#326: Jeepers Creepers
Release Date: August 31st, 2001
Format: Streaming (Amazon Prime)
Written by: Victor Salva
Directed by: Victor Salva
2.5 Stars
I was sort of excited to revisit Jeepers Creepers tonight, which I hadn’t seen since it was in theaters back in 2001. My recollection was that the movie had a killer opening act, then halfway through it transitions to a fun monster movie, before it finally runs out of steam in the last 30 minutes and coasts to a stop.
Essentially I liked it, but also thought I’d probably never watch it again. Then tonight I did (thanks Bry and Benny for hosting).
Was it the same movie that I remembered 25 years ago?
Yeah, more or less.
Controversial writer/director Victor Salva (you can Google him if you’d like) starts off with a pretty commendable Duel-meets-Texas Chainsaw Massacre (#73) opening act, with our protagonist siblings Trish (Gina Philips) and Darry (Justin Long) driving through the rural American South on their way home from college, when out of nowhere they are inexplicably chased off the road by a monstrous truck. Later, they see the truck parked by a derelict church and its driver dumping what looks like human bodies down a large pipe in the ground. With familiar misplaced horror logic, the two dummies decide to turn the car around and see just what is in that pipe.
Salva does well enough with this stuff that you don’t mind that you’ve seen a lot of it before in other movies.
Later, when he reveals that this is actually a monster movie, I was still onboard. The monster looks pretty good. Does it make sense that a supernatural being that can fly needs to drive around in a truck and pretend to be human? No, not really.
When Salva gets to the third act, that set piece in the police department, his story is on its last legs.

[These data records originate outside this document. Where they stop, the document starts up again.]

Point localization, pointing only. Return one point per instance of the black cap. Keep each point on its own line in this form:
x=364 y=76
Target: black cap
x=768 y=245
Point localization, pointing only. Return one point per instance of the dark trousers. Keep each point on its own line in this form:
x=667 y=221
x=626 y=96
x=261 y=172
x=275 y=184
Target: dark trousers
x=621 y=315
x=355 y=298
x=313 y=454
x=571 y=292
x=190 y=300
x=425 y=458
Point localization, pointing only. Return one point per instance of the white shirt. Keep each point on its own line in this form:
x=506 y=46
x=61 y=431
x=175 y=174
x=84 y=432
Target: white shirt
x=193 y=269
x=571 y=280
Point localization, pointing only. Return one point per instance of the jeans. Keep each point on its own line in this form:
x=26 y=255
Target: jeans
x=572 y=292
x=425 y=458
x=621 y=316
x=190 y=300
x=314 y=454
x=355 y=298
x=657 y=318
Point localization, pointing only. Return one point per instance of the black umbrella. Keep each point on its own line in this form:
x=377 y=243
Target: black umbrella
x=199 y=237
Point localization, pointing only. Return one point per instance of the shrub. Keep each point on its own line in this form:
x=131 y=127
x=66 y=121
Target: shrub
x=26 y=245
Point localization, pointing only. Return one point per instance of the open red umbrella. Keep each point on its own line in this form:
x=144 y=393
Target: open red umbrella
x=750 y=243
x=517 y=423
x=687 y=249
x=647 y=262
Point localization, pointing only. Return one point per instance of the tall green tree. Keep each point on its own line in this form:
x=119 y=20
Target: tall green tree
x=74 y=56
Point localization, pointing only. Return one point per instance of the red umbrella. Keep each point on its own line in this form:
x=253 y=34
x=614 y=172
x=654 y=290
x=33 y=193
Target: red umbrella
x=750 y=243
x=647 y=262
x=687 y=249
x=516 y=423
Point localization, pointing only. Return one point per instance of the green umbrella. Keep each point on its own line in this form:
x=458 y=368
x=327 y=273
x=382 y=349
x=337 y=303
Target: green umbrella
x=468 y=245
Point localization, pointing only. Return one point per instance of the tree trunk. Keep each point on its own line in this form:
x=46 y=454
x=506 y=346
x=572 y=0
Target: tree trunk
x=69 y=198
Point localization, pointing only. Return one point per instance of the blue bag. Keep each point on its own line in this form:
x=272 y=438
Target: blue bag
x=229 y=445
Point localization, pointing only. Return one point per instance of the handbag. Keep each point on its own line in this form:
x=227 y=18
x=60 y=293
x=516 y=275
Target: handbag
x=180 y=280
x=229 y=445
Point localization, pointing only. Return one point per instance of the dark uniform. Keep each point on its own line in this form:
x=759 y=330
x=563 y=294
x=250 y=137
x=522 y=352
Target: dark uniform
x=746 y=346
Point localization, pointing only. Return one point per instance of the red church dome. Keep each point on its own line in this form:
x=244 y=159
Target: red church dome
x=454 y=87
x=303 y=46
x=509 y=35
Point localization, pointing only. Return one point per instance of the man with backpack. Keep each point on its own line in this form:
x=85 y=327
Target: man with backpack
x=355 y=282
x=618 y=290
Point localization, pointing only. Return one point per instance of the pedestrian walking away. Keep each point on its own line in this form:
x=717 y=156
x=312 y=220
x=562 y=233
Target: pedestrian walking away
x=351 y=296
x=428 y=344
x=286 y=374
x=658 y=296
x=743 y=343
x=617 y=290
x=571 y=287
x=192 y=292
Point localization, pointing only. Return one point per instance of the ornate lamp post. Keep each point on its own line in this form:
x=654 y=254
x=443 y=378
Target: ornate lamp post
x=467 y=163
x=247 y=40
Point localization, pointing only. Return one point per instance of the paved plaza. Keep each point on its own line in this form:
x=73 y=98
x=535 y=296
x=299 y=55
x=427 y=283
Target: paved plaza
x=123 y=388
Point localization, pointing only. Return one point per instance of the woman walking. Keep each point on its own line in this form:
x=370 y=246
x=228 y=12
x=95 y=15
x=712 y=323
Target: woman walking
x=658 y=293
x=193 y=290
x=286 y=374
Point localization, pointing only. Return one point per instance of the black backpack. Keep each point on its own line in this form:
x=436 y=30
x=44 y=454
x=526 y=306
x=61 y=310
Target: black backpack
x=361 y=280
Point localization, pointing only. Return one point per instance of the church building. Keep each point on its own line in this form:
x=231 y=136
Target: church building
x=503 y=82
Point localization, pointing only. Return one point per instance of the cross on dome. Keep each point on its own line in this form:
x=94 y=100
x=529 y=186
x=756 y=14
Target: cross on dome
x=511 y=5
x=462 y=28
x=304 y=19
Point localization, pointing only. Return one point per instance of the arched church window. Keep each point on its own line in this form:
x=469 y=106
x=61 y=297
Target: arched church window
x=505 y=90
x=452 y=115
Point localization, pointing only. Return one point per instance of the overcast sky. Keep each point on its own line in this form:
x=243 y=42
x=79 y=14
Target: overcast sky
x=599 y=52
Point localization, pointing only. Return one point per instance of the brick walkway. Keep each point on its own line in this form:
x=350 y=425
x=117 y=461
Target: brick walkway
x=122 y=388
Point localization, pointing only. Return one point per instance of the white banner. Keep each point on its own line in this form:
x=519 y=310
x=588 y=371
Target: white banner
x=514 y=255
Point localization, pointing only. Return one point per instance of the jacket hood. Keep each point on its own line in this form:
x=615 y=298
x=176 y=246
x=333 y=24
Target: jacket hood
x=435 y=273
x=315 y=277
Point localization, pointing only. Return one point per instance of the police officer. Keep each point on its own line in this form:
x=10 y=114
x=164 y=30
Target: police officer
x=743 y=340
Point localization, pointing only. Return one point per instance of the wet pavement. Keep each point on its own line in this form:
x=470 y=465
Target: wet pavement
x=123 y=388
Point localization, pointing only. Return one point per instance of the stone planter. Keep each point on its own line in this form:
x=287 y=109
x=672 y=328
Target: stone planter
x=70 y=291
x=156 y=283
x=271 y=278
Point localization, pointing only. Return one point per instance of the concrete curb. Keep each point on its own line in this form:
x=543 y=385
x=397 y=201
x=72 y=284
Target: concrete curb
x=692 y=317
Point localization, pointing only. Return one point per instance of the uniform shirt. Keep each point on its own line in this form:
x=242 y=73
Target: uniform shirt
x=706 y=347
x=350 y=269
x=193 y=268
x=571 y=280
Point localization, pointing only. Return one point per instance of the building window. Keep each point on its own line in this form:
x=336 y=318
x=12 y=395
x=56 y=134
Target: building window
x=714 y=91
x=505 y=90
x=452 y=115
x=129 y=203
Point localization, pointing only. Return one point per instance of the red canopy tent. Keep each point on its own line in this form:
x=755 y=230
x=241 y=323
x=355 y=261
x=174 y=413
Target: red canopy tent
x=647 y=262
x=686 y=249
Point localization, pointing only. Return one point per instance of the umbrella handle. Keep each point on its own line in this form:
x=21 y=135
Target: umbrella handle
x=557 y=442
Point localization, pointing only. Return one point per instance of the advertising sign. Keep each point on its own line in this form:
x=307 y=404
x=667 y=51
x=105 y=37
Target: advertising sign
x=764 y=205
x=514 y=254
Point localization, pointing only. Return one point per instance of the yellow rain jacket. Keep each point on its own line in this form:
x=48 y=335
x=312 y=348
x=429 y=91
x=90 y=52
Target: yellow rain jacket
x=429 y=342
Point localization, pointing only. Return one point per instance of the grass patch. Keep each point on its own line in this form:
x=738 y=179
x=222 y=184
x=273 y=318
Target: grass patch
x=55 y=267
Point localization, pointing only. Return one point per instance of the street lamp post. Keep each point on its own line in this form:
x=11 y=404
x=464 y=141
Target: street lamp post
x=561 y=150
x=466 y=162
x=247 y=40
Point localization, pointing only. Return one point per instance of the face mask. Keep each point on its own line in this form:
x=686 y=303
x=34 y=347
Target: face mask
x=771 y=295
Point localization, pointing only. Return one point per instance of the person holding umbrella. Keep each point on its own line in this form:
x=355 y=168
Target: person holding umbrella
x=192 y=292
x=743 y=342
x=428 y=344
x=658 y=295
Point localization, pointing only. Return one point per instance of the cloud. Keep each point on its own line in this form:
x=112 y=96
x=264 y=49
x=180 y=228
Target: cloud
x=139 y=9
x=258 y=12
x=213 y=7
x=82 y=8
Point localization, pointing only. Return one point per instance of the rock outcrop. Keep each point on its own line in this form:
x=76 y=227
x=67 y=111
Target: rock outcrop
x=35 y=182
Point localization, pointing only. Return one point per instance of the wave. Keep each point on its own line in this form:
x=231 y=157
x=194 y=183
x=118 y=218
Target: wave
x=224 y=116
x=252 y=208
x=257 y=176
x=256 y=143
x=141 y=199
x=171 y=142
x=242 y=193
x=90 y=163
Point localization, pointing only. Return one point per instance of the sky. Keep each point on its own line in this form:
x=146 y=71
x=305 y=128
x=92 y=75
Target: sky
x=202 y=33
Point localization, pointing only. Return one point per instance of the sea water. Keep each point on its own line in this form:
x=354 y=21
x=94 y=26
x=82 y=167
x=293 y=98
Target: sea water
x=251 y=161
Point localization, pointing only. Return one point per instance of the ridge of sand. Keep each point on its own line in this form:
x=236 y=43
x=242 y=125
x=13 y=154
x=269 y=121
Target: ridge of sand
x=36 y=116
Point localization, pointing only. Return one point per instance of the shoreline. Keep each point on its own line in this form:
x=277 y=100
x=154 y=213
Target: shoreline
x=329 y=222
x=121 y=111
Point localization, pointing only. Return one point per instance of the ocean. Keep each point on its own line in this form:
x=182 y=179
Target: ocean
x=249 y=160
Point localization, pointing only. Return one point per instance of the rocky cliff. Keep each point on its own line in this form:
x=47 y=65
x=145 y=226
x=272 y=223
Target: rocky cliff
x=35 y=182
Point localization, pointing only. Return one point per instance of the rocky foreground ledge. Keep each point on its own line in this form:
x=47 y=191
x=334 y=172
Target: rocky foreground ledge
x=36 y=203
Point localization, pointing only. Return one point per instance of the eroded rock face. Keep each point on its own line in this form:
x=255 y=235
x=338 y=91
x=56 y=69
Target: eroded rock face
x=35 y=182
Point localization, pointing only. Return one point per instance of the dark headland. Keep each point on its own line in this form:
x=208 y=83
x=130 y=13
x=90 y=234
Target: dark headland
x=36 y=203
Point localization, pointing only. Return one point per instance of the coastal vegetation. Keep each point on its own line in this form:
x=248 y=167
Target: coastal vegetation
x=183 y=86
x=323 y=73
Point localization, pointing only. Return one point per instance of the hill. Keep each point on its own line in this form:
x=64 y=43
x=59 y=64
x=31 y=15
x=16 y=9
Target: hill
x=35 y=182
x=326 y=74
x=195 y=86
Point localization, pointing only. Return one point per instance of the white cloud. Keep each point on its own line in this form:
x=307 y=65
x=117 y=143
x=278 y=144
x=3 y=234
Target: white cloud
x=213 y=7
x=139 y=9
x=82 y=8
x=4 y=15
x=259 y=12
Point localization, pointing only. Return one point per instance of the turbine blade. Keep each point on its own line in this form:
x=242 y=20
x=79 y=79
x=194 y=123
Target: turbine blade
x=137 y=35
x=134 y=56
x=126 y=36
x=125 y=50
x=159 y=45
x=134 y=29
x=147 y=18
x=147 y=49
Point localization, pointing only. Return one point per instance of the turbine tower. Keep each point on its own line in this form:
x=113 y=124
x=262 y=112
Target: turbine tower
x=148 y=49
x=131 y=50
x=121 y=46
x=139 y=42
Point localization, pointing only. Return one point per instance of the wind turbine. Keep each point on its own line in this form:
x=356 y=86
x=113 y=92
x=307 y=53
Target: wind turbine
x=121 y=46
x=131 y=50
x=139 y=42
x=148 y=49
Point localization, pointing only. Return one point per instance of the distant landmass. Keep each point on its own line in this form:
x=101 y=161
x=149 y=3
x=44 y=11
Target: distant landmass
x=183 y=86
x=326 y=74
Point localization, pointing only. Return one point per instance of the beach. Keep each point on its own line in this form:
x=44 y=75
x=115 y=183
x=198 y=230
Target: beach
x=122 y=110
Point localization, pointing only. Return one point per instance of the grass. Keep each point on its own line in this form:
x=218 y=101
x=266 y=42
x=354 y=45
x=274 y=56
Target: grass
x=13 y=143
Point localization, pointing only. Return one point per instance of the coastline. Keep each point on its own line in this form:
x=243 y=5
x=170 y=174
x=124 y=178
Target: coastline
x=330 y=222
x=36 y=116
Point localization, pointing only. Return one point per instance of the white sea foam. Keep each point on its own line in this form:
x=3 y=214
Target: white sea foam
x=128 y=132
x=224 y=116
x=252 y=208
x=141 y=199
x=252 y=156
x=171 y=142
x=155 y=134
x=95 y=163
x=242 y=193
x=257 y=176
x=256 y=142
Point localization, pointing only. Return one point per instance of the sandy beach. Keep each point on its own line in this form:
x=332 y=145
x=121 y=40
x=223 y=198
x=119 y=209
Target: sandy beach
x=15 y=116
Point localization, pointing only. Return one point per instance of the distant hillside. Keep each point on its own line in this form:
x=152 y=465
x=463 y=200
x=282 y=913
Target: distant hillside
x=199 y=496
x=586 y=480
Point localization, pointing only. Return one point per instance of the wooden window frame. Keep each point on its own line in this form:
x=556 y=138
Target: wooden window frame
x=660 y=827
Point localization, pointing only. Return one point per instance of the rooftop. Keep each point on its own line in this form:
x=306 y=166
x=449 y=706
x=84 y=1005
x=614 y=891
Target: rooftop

Apparently he hit a financial snag mid-production and had to rewrite the film’s ending on the fly. You can tell. We’re bogged down with a murky explanation of the monster’s origins, and the sets get sparser and cheaper looking by the minute.
It doesn’t spoil the movie, but you can see Salva losing the film’s spirit.
But that’s okay. The film has made its mark. Ask just about anybody who saw Jeepers Creepers back in 2001 and they’ll mention the film’s great first half hour. They’re not wrong.